De violência doméstica, por aqui, só ficamos sabendo quando a história tem fim trágico. Um bom exemplo é matéria do jornal O Estado de S. Paulo (5/3/2006): ‘Mortas a tiros – e culpadas: assassinato de irmãs em Piracicaba vira mais uma história em que o delito está nas vítimas’.

A história é até banal: a separação vai em bons termos até o marido se negar a pagar a pensão dos filhos (depois de ter passado seus bens para o nome de um irmão). Obrigado pela Justiça a pagar, enfurecido começa a ameaçar a mulher e os filhos até o dia em que, um ano e meio depois da separação, mata a ex-mulher e a irmã dela, na casa de quem ela tentava escapar da perseguição. O advogado do criminoso alega que o marido matou porque amava, usando o famoso recurso da defesa da honra, tão batido e que ainda serve para livrar assassinos de mulheres.

O crime, que aconteceu em dezembro, mobilizou a cidade e rendeu até editorial do Jornal de Piracicaba (11/2/2006):

‘O combate à violência contra a mulher deve permear o pensamento de todas as pessoas, erradicar da cultura brasileira que a mulher é inferior e que deve obediência, portanto ser subserviente, submissa às decisões do homem. Infelizmente, essa mentalidade sobreviveu durante muitos anos em nossa comunidade, influenciada por costumes introduzidos em nosso cotidiano por colonizadores e imigrantes que formaram a nossa sociedade. Mudar esse comportamento é nossa responsabilidade, pois temos que eliminar de nossas vidas quaisquer gestos ou palavras que representem uma agressão, que possam machucar.’

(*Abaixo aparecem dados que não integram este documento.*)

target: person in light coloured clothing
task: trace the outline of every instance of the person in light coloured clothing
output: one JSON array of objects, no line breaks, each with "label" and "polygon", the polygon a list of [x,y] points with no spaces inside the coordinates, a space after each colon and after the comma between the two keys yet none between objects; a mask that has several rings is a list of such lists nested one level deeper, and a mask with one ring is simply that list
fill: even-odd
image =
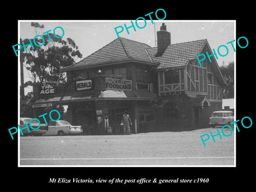
[{"label": "person in light coloured clothing", "polygon": [[131,125],[132,125],[131,118],[130,118],[129,115],[127,114],[127,111],[125,110],[121,122],[121,125],[123,125],[124,127],[124,134],[126,134],[126,133],[131,134],[130,124],[131,124]]}]

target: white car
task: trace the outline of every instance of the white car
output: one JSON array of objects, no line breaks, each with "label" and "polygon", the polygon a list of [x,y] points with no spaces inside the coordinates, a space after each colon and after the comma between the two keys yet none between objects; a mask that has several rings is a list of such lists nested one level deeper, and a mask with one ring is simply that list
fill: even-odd
[{"label": "white car", "polygon": [[231,111],[214,111],[210,117],[210,125],[212,127],[218,125],[230,125],[234,121],[233,112]]},{"label": "white car", "polygon": [[65,134],[81,134],[83,130],[81,126],[73,126],[66,121],[51,121],[46,127],[47,132],[42,135],[64,135]]}]

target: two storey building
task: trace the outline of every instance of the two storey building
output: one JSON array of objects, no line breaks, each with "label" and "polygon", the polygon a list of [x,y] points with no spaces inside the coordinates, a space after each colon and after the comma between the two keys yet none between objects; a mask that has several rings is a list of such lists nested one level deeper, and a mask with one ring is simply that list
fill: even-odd
[{"label": "two storey building", "polygon": [[[210,45],[206,39],[172,44],[164,23],[160,29],[157,47],[117,38],[61,69],[67,83],[35,85],[30,103],[39,107],[34,108],[35,116],[53,102],[68,105],[67,120],[97,134],[109,127],[120,133],[124,110],[133,132],[207,126],[212,111],[221,110],[226,84],[215,59],[205,60],[202,67],[196,60],[211,53]],[[163,100],[161,105],[152,105],[156,98]]]}]

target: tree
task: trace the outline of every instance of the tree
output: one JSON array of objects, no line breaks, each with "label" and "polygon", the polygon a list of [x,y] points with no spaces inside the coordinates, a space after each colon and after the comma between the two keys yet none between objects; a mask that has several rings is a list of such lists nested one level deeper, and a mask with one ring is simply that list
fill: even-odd
[{"label": "tree", "polygon": [[[26,104],[33,98],[33,94],[32,92],[29,92],[27,95],[24,95],[25,87],[32,85],[33,83],[37,82],[41,83],[44,81],[65,82],[66,73],[60,73],[60,69],[74,64],[76,59],[82,57],[78,50],[78,47],[70,38],[68,37],[66,40],[64,40],[60,36],[55,34],[57,37],[51,33],[42,34],[41,30],[44,28],[44,26],[37,22],[31,22],[31,26],[34,28],[36,35],[41,35],[43,37],[43,39],[39,36],[35,39],[35,43],[42,45],[40,46],[35,45],[34,38],[20,39],[20,42],[23,42],[25,45],[28,45],[30,42],[32,42],[34,46],[34,49],[31,45],[27,47],[27,52],[22,46],[20,51],[21,69],[21,116],[33,115],[31,113],[29,113],[29,111],[31,111],[31,106],[28,106]],[[52,41],[50,40],[50,39]],[[30,72],[31,81],[24,83],[23,66],[25,64],[30,66],[29,69],[27,69]],[[44,110],[49,113],[49,110],[53,109],[58,110],[61,115],[64,113],[64,108],[61,105],[54,105],[52,107],[47,108]]]},{"label": "tree", "polygon": [[224,99],[234,98],[234,62],[229,62],[227,66],[220,67],[224,79],[228,84],[224,87],[223,98]]},{"label": "tree", "polygon": [[[36,35],[41,34],[41,29],[44,28],[44,25],[37,22],[31,22],[31,26],[34,28]],[[41,35],[43,39],[39,37],[35,39],[35,43],[41,46],[33,44],[34,49],[31,46],[29,46],[27,47],[28,49],[27,52],[22,46],[20,51],[23,62],[25,61],[31,66],[30,71],[32,82],[65,82],[66,73],[60,73],[60,69],[74,64],[77,58],[82,58],[82,55],[78,47],[70,38],[67,38],[65,41],[60,36],[57,35],[57,38],[51,33]],[[33,43],[33,39],[26,38],[23,41],[21,39],[21,42],[23,41],[25,45],[28,45],[30,43],[29,41]],[[44,43],[42,45],[43,39]]]}]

Editoriais desse tipo deveriam ser norma, e não exceção. Os direitos femininos, lembrados uma vez por ano, deveriam estar na pauta diária da imprensa que, com suas denúncias, poderia ajudar a criar uma consciência coletiva de que as mulheres têm direitos iguais, merecem as mesmas oportunidades e não podem ser vistas apenas como destaque porque são bonitas ou aparecem nuas nas avenidas durante o carnaval.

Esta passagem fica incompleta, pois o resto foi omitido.